La sympathie de ses adhérents, Olivier Polge en a massivement besoin au vu des chantiers qui l’attendent. A commencer par la construction de logements neufs (individuels et collectifs) en chute libre, alors même qu’elle représente « 45% du chiffre d’affaires dans le bâtiment », le reste étant notamment de l’entretien et de la rénovation. « Sur les 12 derniers mois, les permis de construire ont diminué de 35% dans le Gard », des chantiers sacrifiés sur l’autel de la réglementation urbanistique ou environnementale. Ajoutez à cela, le coût des matériaux qui a explosé, « les normes de construction éco-responsable qui renchérissent le coût de la construction alors que le pouvoir d’achat diminue », abonde le secrétaire général.
Clou du cercueil, le taux d’intérêt qui paralyse les emprunts, passant « de 1 à 4,5 % » pour la construction, alors que les échéances de remboursement se réduisent et voient les mensualités s’alourdirent. Et de poursuivre : « Si l’on avait un phénomène isolé, on pourrait rebondir, mais là c’est une accumulation de facteurs… ». Rappelons au passage que le PGE, Prêt garanti par l’Etat, n’est pas gratuit…
Pour déclencher la production d’une nouvelle salve de logements neufs, la Caisse des dépôts et consignations a par le passé acheté aux bailleurs sociaux et autres promoteurs, leur stock invendu de logements neufs. « Les bailleurs ont un prêt à 80 ans, indexé sur le taux du livret A. Ils font face à un coût du crédit important qui impacte leur capacité à produire du neuf », analyse Olivier Polge. Selon ce dernier, le Prêt à taux zéro (PTZ) doit jouer sa carte pour faciliter l’accession à la propriété. Seulement, le PTZ s’applique uniquement dans les régions de France considérées en tension, où l’offre de logement est plus restreinte. « Or, il n’y a pas que les métropoles et les gros centres-bourgs, aujourd’hui les salariés vivent également dans les villages autour », rétorque Olivier Polge qui réfute la pertinence du découpage.

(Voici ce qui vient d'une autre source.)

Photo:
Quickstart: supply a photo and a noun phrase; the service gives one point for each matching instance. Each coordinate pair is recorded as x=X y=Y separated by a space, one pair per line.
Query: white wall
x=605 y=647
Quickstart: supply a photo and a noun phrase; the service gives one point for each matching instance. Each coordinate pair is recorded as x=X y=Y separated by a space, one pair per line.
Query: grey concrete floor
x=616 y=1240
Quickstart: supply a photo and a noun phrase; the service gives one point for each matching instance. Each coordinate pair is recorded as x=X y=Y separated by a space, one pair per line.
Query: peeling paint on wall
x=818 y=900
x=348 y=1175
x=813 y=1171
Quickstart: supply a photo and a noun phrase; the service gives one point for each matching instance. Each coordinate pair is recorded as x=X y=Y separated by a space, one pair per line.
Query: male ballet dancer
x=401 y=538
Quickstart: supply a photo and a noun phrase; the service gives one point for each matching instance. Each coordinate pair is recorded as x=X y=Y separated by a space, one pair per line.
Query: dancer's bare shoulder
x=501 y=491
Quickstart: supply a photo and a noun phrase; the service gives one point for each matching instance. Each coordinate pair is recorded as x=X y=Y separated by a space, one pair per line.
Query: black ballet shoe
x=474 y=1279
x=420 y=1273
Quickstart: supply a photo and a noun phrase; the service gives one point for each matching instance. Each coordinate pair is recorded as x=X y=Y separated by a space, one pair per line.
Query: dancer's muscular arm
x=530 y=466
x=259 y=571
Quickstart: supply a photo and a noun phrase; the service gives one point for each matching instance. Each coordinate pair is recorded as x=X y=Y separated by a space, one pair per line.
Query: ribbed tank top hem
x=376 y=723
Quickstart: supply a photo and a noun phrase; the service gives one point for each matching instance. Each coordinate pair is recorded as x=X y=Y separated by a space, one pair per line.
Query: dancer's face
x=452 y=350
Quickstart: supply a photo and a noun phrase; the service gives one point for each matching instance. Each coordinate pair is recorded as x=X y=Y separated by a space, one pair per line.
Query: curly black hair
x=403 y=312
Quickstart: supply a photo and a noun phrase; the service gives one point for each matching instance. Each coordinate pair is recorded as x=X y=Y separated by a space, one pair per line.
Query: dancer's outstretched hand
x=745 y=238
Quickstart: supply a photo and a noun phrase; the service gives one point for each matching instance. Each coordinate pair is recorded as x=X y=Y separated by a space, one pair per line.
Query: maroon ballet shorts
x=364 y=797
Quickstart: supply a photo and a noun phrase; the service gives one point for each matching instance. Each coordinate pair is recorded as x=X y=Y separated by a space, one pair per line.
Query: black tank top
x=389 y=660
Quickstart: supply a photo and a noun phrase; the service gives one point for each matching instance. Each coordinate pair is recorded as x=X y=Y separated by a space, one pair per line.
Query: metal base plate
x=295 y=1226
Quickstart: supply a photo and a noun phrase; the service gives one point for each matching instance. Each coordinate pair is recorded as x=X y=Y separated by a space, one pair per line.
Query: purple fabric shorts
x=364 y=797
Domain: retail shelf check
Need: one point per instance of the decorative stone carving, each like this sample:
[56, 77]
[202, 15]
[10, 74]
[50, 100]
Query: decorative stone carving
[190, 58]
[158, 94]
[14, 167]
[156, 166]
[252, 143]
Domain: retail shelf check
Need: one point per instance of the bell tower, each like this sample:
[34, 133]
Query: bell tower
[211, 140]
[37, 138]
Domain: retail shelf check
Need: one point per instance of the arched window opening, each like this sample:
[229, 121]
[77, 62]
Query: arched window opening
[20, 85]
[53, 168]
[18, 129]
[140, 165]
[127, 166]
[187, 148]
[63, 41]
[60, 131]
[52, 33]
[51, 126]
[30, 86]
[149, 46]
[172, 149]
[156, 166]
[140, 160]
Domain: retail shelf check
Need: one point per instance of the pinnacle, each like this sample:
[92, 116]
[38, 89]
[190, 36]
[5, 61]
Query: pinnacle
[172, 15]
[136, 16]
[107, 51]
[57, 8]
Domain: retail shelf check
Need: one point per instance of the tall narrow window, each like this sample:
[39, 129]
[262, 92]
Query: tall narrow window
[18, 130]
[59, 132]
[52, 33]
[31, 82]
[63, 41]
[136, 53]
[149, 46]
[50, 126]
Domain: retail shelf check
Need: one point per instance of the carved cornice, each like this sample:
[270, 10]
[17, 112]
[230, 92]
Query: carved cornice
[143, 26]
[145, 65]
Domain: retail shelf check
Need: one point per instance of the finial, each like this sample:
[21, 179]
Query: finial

Il poursuit : « Pendant le Covid, le Président nous disait que le bâtiment avait sauvé la France, l’un des seuls secteurs à générer de la TVA. J’ai l’impression qu’il nous a un peu oubliés depuis, à la faveur de l’industrie et du tertiaire… ». Le Gard, 6e département le plus pauvre France, 2d le plus industrialisé d’Occitanie, il convient aux collectivités d’impulser une véritable politique d’attractivité en direction des potentiels investisseurs. « Le Gard a ses atouts, seulement, il va falloir loger les travailleurs, on ne peut pas faire abstraction du logement. Il y a une vraie tension, la bulle va nous exploser à la figure », prophétise Olivier Polge qui craint de voir le Gard passer « à côté de son développement industriel ».
La commande publique, qui longtemps a fait figure de soutien, via la construction d’un rond-point ou d’un bâtiment, n’a plus les finances aussi confortables. « Les collectivités font face à une baisse de dotations, une hausse du traitement des fonctionnaires, et voient leur capacité d’investissement réduite », juge-t-il. Lors de la venue du sous-préfet du Gard à Alès, Olivier Polge lui communiquait les pertes d’emplois à l’échelle du bassin. A l’inverse d’une grosse PME dont un plan social aurait rameuté la presse et les décisionnaires, la localisation diffuse de ces petits artisans leur confère moins de visibilité en cas de difficulté. « Ils sont pourtant 30, chaque mois, à perdre leur emploi sur le territoire alésien », alerte le secrétaire général.